East Park: Hull's Most Underrated Green Space
Splash park, boating lake, animal enclosure and 130 acres of Victorian parkland — and most people outside the east of the city have never been.
East Park sits about two miles from the city centre, in a part of Hull that doesn't often make it onto visitor itineraries. That's the first thing to know about it, and the first reason it's worth going: it is a proper Victorian municipal park, large and unhurried, used by the people who live near it rather than the people who write about Hull.

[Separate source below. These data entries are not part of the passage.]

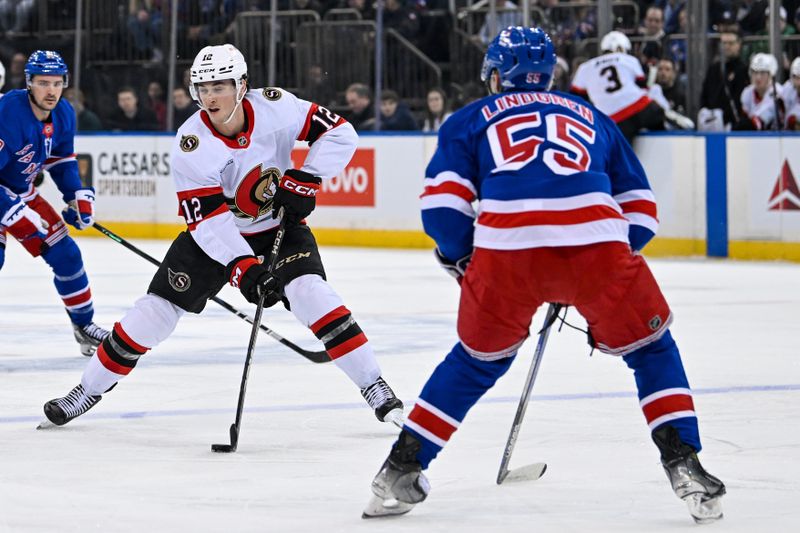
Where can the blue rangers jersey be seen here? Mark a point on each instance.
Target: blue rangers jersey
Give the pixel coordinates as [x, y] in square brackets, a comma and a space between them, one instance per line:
[547, 168]
[27, 146]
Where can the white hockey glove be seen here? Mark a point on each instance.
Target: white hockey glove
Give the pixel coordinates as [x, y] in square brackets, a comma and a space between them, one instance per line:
[457, 268]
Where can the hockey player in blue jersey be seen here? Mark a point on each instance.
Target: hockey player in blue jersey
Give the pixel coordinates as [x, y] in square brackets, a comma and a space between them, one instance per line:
[565, 207]
[37, 133]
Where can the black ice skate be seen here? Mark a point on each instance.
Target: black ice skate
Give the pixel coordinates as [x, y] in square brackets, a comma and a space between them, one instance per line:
[89, 337]
[701, 491]
[388, 407]
[400, 483]
[61, 410]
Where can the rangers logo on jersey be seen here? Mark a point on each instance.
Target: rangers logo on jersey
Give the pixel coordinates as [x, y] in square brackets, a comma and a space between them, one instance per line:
[254, 195]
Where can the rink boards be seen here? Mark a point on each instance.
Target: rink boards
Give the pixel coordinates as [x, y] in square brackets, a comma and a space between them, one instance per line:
[723, 195]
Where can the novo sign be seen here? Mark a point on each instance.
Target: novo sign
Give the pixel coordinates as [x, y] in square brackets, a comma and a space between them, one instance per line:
[353, 186]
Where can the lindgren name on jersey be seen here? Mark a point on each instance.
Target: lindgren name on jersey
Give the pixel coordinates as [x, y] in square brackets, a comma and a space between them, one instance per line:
[510, 101]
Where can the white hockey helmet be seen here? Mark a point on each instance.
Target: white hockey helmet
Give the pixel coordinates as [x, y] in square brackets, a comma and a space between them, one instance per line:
[214, 63]
[615, 41]
[794, 70]
[764, 63]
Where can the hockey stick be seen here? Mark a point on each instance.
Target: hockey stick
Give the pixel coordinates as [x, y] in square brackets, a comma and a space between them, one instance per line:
[251, 346]
[536, 470]
[313, 356]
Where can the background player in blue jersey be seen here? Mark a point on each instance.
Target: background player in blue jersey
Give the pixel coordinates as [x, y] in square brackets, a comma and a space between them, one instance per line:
[564, 208]
[37, 132]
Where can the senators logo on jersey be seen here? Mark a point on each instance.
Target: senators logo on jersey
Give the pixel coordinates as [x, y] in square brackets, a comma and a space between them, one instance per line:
[253, 197]
[189, 143]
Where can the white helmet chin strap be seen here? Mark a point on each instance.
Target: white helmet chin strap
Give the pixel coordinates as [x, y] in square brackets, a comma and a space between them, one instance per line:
[239, 98]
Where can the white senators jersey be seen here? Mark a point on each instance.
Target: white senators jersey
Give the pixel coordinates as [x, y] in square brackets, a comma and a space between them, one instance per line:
[612, 82]
[225, 185]
[760, 109]
[791, 102]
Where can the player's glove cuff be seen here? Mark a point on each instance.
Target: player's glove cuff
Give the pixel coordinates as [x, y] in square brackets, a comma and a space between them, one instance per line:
[80, 208]
[236, 269]
[457, 268]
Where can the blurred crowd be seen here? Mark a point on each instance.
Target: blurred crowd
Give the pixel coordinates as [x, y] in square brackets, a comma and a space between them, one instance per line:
[742, 89]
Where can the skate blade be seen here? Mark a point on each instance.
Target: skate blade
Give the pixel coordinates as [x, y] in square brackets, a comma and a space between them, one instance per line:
[46, 424]
[395, 416]
[378, 508]
[524, 473]
[704, 511]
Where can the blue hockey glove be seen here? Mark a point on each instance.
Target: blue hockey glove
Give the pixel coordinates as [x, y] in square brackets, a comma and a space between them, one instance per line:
[80, 210]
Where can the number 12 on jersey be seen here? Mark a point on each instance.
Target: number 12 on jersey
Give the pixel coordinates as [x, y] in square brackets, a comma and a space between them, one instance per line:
[512, 148]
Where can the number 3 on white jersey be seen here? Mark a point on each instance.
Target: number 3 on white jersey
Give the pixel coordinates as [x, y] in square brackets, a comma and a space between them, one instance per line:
[566, 132]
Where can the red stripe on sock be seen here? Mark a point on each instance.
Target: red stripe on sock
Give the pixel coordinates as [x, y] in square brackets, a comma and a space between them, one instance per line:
[130, 342]
[112, 366]
[330, 317]
[347, 346]
[424, 418]
[668, 404]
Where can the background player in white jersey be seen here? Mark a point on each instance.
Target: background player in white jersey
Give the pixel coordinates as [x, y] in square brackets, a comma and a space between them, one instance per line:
[758, 98]
[37, 132]
[615, 83]
[790, 95]
[565, 207]
[232, 168]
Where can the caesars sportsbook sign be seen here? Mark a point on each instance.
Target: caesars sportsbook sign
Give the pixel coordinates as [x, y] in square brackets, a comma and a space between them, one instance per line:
[352, 187]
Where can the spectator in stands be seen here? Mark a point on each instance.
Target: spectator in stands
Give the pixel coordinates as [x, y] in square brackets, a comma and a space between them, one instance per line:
[14, 15]
[155, 100]
[759, 101]
[507, 15]
[129, 116]
[318, 88]
[790, 95]
[437, 109]
[678, 47]
[750, 15]
[362, 6]
[183, 106]
[306, 5]
[671, 14]
[359, 100]
[653, 29]
[395, 115]
[470, 92]
[144, 25]
[673, 90]
[15, 77]
[561, 75]
[725, 80]
[762, 45]
[87, 119]
[401, 19]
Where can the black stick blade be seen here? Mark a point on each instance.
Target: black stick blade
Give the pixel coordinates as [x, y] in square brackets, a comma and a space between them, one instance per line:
[228, 448]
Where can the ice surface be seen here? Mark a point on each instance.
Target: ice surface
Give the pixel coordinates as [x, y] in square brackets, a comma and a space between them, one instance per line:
[141, 459]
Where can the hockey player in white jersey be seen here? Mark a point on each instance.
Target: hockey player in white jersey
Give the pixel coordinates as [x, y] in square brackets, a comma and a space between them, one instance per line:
[615, 83]
[790, 95]
[233, 172]
[758, 98]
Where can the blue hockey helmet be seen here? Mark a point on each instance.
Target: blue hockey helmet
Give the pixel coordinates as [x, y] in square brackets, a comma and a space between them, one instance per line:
[524, 58]
[48, 63]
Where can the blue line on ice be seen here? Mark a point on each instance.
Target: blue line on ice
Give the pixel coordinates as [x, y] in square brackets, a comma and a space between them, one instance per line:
[360, 405]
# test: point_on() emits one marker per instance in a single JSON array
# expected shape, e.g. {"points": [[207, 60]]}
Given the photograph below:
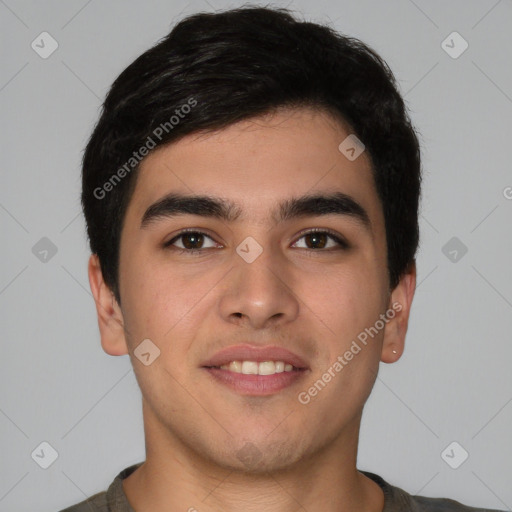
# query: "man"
{"points": [[251, 197]]}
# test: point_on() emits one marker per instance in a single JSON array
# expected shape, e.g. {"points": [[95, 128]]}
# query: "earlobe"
{"points": [[396, 329], [110, 318]]}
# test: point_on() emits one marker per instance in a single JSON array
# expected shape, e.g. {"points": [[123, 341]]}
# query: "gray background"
{"points": [[454, 381]]}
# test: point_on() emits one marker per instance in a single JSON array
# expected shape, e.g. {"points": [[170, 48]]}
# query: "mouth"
{"points": [[256, 371]]}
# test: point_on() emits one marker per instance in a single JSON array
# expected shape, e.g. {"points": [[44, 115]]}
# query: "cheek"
{"points": [[344, 300]]}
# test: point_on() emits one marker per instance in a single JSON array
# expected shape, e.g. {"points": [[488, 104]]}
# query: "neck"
{"points": [[175, 477]]}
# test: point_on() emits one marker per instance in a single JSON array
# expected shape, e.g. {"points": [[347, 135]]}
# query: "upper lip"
{"points": [[247, 352]]}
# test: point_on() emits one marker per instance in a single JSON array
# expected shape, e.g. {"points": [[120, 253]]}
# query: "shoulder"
{"points": [[98, 503], [425, 504], [398, 500]]}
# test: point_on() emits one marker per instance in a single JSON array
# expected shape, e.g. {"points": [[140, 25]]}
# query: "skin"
{"points": [[313, 301]]}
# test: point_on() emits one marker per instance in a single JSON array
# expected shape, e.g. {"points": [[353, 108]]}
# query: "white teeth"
{"points": [[255, 368], [279, 366], [250, 368], [236, 366], [267, 368]]}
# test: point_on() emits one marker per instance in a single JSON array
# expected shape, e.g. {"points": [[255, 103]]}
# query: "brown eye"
{"points": [[321, 240], [190, 241]]}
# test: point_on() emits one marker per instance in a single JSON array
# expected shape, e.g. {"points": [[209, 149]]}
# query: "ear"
{"points": [[400, 301], [110, 317]]}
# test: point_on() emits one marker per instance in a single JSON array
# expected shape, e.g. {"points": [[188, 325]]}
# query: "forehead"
{"points": [[257, 163]]}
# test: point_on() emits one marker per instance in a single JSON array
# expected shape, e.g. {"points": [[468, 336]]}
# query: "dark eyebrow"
{"points": [[336, 203]]}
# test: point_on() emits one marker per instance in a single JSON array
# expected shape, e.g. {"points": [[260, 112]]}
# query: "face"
{"points": [[274, 280]]}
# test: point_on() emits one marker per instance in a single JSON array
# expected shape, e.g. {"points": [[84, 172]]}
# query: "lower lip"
{"points": [[256, 385]]}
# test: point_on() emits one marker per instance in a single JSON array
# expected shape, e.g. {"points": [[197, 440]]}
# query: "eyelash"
{"points": [[340, 241]]}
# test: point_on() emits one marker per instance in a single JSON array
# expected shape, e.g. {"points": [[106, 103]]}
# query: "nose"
{"points": [[259, 294]]}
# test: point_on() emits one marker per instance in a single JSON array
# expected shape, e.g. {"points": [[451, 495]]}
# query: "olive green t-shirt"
{"points": [[395, 499]]}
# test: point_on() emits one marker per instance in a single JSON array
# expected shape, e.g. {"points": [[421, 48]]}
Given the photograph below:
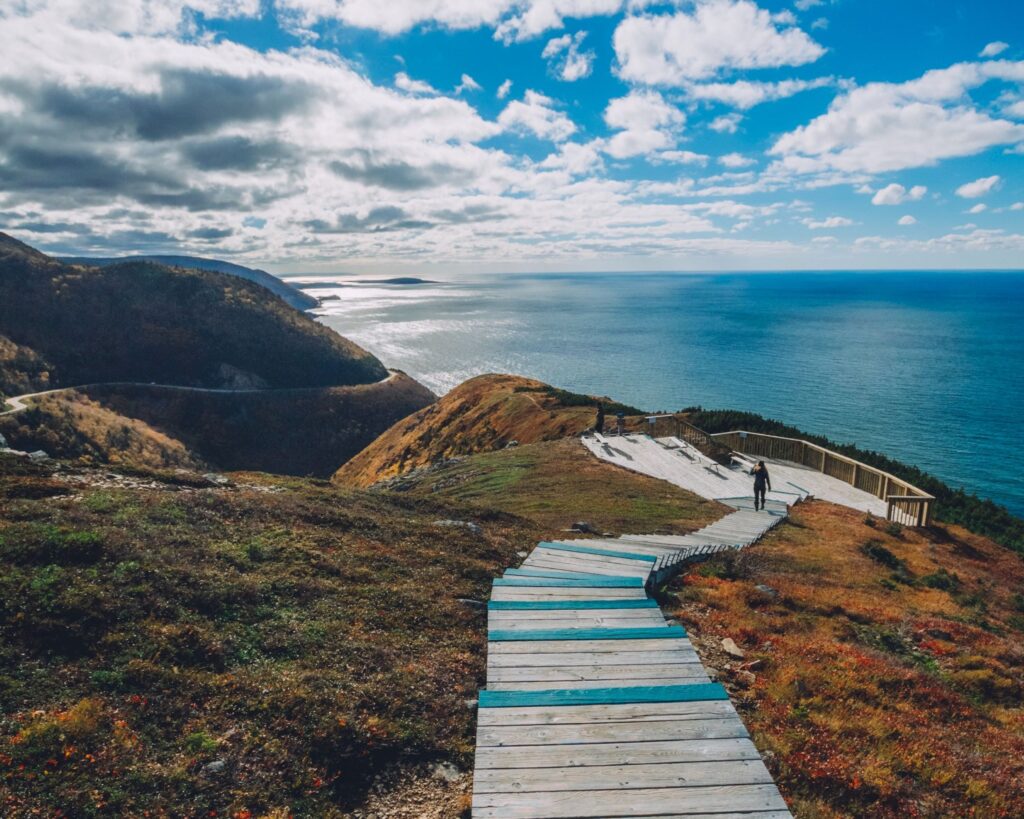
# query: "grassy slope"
{"points": [[889, 674], [309, 636], [144, 321], [72, 426], [556, 483], [482, 414]]}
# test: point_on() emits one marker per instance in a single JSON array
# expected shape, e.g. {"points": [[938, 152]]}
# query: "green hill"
{"points": [[144, 321]]}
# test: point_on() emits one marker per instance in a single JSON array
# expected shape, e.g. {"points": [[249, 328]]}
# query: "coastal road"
{"points": [[18, 403]]}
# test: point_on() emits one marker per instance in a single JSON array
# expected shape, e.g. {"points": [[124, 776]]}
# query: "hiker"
{"points": [[761, 482]]}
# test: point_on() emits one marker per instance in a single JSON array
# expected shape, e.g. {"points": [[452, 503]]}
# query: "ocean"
{"points": [[925, 367]]}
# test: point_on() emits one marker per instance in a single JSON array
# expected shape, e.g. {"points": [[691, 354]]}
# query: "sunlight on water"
{"points": [[924, 367]]}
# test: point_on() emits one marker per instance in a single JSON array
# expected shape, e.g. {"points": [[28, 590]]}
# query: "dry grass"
{"points": [[889, 673]]}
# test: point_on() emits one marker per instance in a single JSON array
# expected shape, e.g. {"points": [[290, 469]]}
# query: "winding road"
{"points": [[17, 403]]}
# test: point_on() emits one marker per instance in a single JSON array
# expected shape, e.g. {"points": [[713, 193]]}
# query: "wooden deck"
{"points": [[595, 705]]}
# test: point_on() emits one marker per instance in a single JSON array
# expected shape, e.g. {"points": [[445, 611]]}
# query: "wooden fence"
{"points": [[906, 504]]}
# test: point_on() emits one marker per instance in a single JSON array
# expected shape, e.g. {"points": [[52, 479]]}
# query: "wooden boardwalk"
{"points": [[595, 705]]}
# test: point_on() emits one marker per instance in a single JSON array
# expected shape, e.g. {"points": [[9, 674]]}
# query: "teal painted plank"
{"points": [[586, 550], [603, 696], [571, 583], [526, 572], [651, 633], [559, 605]]}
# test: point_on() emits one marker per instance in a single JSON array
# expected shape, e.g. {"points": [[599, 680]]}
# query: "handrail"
{"points": [[912, 507]]}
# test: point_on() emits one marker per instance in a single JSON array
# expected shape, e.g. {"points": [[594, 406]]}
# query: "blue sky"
{"points": [[500, 135]]}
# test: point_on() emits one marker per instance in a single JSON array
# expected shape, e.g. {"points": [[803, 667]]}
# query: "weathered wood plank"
{"points": [[627, 712], [623, 777], [601, 753], [600, 804]]}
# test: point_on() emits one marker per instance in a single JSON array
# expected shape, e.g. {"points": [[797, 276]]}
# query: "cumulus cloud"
{"points": [[979, 187], [993, 49], [827, 223], [726, 124], [645, 122], [566, 60], [891, 126], [747, 94], [896, 195], [537, 114], [718, 35]]}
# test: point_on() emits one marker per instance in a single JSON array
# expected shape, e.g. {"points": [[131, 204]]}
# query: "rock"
{"points": [[448, 772], [461, 524], [729, 647], [745, 679], [217, 480]]}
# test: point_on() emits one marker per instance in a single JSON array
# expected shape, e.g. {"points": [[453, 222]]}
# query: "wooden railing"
{"points": [[666, 426], [905, 503]]}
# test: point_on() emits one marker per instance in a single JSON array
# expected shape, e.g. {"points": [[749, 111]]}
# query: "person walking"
{"points": [[761, 482]]}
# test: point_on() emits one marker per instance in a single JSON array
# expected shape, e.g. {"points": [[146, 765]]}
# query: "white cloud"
{"points": [[745, 94], [828, 223], [726, 124], [892, 126], [567, 61], [719, 35], [993, 49], [406, 83], [979, 187], [645, 124], [467, 83], [896, 195], [736, 161], [536, 114]]}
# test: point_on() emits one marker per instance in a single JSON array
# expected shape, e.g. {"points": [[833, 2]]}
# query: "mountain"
{"points": [[293, 296], [143, 321], [482, 414]]}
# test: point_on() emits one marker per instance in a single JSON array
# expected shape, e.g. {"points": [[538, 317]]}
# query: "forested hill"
{"points": [[145, 321], [293, 296]]}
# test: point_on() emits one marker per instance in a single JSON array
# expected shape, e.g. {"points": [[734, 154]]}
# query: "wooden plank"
{"points": [[623, 713], [567, 674], [640, 633], [601, 804], [583, 685], [570, 583], [653, 619], [557, 605], [622, 777], [599, 696], [591, 658], [562, 646], [601, 753], [567, 594], [587, 550]]}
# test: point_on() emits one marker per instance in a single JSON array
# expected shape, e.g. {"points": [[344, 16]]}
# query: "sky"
{"points": [[476, 136]]}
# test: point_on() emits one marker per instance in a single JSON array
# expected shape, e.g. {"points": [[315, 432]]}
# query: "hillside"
{"points": [[293, 296], [482, 414], [264, 649], [148, 322]]}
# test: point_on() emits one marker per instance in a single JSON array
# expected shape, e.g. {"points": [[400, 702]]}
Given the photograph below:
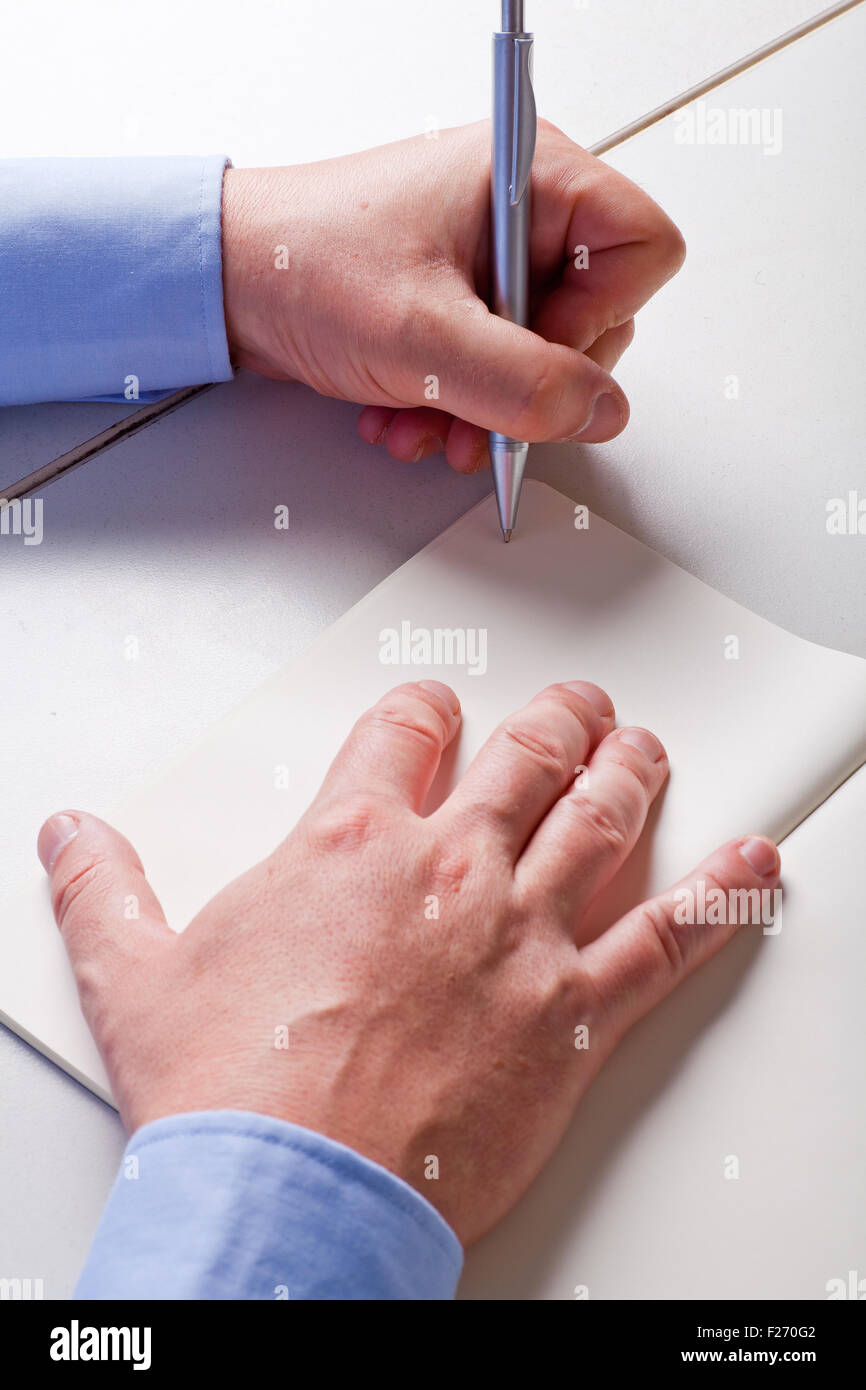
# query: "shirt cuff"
{"points": [[110, 278], [227, 1204]]}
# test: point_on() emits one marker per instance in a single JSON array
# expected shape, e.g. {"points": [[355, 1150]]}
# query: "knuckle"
{"points": [[535, 410], [77, 890], [545, 749], [605, 827], [452, 868], [350, 823], [407, 716], [670, 245], [637, 780], [658, 925]]}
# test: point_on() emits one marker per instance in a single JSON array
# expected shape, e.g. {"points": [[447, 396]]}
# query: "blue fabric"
{"points": [[110, 268], [227, 1204]]}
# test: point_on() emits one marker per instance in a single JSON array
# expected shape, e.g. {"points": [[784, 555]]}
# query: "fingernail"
{"points": [[644, 741], [424, 449], [54, 834], [598, 698], [761, 854], [444, 692], [605, 421]]}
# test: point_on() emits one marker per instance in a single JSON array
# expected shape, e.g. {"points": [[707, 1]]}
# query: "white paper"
{"points": [[755, 742]]}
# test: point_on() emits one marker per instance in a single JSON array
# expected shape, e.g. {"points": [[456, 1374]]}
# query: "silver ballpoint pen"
{"points": [[513, 153]]}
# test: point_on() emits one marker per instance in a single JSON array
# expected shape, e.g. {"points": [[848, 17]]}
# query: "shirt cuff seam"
{"points": [[394, 1198]]}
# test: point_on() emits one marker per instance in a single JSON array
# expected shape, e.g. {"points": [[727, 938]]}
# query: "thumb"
{"points": [[102, 900], [506, 378]]}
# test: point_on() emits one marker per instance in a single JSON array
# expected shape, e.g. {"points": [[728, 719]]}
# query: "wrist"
{"points": [[246, 262]]}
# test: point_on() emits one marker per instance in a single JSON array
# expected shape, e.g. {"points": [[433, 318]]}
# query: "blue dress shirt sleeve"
{"points": [[110, 278], [227, 1204]]}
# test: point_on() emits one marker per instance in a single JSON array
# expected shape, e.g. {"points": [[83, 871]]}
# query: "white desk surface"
{"points": [[734, 491]]}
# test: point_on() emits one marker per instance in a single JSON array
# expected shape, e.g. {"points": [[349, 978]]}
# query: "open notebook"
{"points": [[759, 726]]}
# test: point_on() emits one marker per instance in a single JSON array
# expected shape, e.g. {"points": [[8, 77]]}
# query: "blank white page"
{"points": [[755, 740]]}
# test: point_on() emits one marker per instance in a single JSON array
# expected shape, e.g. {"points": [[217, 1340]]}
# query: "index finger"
{"points": [[598, 238]]}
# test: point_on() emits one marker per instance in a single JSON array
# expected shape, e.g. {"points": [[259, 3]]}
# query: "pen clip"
{"points": [[523, 138]]}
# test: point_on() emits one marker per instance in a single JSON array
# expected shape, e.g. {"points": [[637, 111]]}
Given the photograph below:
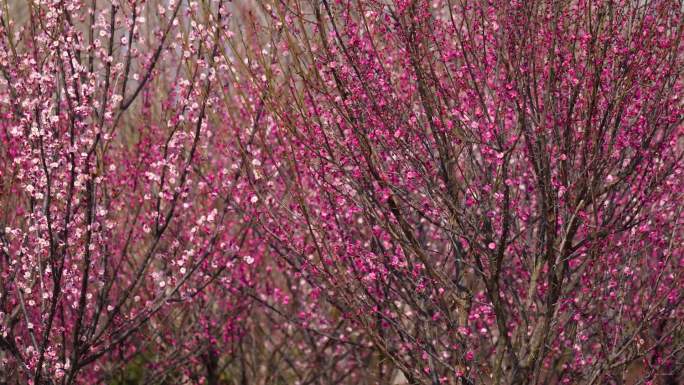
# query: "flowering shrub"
{"points": [[368, 191]]}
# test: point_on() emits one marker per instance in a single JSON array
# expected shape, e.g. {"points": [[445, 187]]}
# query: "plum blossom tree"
{"points": [[114, 194], [341, 192], [490, 191]]}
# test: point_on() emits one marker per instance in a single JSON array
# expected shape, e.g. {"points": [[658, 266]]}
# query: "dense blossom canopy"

The park opened in 1887 and the bones of the original layout are still there — the boating lake, the formal gardens, the long sight lines that Victorian park designers were so good at. But East Park has also accumulated things over its 130-odd years: a small animal and bird enclosure where children can see wallabies and meerkats, a Splash Park that runs through the summer, a newly renovated café, and the Khyber Pass — a rockery feature that children have been climbing on for generations.
In summer the park fills up quickly on hot days and the splash park queue gets long. The better visiting time, if you're not bringing children specifically for the water, is a weekday morning in June or September when the park is quiet and the café is reliably open. The boating lake hire runs on warmer days and is exactly as leisurely as it sounds.
East Park is free. It always has been. In a city with a lot of pay-to-enter attractions, that still feels significant.